Schon wollte sie das Rennen aufgeben.

Da geschah es kurz vor Heiligabend, daß sich irgend etwas Verdächtiges regte.

Es mochte gegen elf Uhr sein. Das Haus war bereits schlafen gegangen. Lautlose Stille herrschte auf Fluren und Treppen. Nur seine Schneekristalle ribbelten gegen die Scheiben. Da war es ihr so, als würde auf der ersten Etage ein Name gerufen, mit dem verdächtigen Zusatz: »Rosalie, ich möchte die Plüschpantoffeln gern haben.«

Sie konnte nicht irren. Jedes Wörtchen kam deutlich und scharfumrissen durch das große Schweigen gezogen. Mit aller Bestimmtheit glaubte sie die Stimme des Senior-Chefs vernommen zu haben. Na, so was! das war doch die Höhe! Das Herz schlug ihr bis in die Fingerspitzen hinein: jetzt noch Plüschpantoffeln haben zu wollen!

Dann hörte sie eilige Schritte, dann nichts mehr.

Vor eitel Pläsier schlug sie in Gedanken einen Purzelbaum, notierte den Vorfall unter Angabe des Tages, der Stunde und der Nebenumstände, klappte das Buch zu und freute sich des Augenblicks, wo sie wiederum das Glück haben würde, das Girren eines abgelebten Taubers konstatieren zu können.

Weihnachten kam mit frischem Immergrün, bunten Lichtern und vollen Händen, von denen die einen nicht wußten, was die anderen verausgabten.

Die Kranenburgerin wurde bedacht, als wäre sie die Tochter eines Nabobs gewesen, während Stina sich mit einem schäbigen Kattunkleidchen abfinden mußte, was sie veranlaßte, Ohren und Augen noch mehr auf den Schleifstein zu legen, um gegebenen Falles durch Mauern zu hören und durch verschlossene Türen zu sehen.
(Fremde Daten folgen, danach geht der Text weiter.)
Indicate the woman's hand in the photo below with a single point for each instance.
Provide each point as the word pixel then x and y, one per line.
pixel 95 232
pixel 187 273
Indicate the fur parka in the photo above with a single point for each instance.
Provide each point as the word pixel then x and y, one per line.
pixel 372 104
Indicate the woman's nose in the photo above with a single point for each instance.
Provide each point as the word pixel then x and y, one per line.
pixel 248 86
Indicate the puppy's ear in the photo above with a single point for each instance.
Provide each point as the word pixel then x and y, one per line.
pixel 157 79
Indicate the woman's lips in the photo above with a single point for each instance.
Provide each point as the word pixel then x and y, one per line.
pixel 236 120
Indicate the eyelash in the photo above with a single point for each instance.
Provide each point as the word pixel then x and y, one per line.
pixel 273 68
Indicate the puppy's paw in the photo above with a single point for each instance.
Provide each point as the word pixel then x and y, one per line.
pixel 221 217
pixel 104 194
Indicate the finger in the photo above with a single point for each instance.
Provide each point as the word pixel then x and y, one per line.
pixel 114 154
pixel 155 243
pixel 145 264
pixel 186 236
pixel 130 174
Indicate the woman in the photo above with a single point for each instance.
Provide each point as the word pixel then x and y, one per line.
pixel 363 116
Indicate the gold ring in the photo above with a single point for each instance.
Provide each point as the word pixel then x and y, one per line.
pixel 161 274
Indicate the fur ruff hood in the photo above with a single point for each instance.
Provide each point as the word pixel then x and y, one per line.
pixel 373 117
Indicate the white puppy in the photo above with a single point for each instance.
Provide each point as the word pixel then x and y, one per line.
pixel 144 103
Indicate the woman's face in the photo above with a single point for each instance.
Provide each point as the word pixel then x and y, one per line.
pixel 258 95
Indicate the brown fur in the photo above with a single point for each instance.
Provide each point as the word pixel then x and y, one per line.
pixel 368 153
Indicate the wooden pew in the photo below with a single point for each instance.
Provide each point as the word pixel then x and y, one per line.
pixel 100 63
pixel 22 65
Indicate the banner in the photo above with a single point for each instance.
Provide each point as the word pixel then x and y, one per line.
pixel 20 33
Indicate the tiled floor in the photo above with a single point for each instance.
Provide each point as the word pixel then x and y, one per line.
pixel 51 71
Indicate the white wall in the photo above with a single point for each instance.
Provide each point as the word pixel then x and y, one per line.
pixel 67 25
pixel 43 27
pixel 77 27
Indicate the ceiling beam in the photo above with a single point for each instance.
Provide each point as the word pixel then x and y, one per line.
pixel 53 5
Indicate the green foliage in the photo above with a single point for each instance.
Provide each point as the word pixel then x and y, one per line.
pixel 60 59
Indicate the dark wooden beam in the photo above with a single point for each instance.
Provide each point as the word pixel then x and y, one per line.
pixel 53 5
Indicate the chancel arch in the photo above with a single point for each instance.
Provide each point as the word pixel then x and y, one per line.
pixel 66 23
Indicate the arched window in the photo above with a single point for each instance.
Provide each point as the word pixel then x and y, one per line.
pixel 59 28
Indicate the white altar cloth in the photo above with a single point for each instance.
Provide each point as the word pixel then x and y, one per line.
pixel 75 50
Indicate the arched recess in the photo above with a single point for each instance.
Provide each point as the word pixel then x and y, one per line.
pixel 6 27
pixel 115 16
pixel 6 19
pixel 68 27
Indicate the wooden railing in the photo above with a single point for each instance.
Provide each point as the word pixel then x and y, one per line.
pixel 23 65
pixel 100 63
Lange Nächte hindurch stand sie auf Posten. Keine Kälte wandelte sie an, die wärmsten Kacheln wies sie ab, die molligsten Kissen verschmähte sie, nur um Flickmaterial für die große und gerechte Sache zu sammeln.

Silvester verging unter dem Geläut der Glocken, unter dem Geknatter von Feuerwerkskörpern und dem üblichen Klingen und Singen der Punschgläser.

Am Vorabend des Heiligen-Drei-Königen-Tages sah sie den Zweitgeborenen mit verliebten Nasenlöchern umherschleichen. Er war seltsam erregt, bald ausgelassen fidel, bald sinnend und heimlich miauend wie ein zufriedener Kater.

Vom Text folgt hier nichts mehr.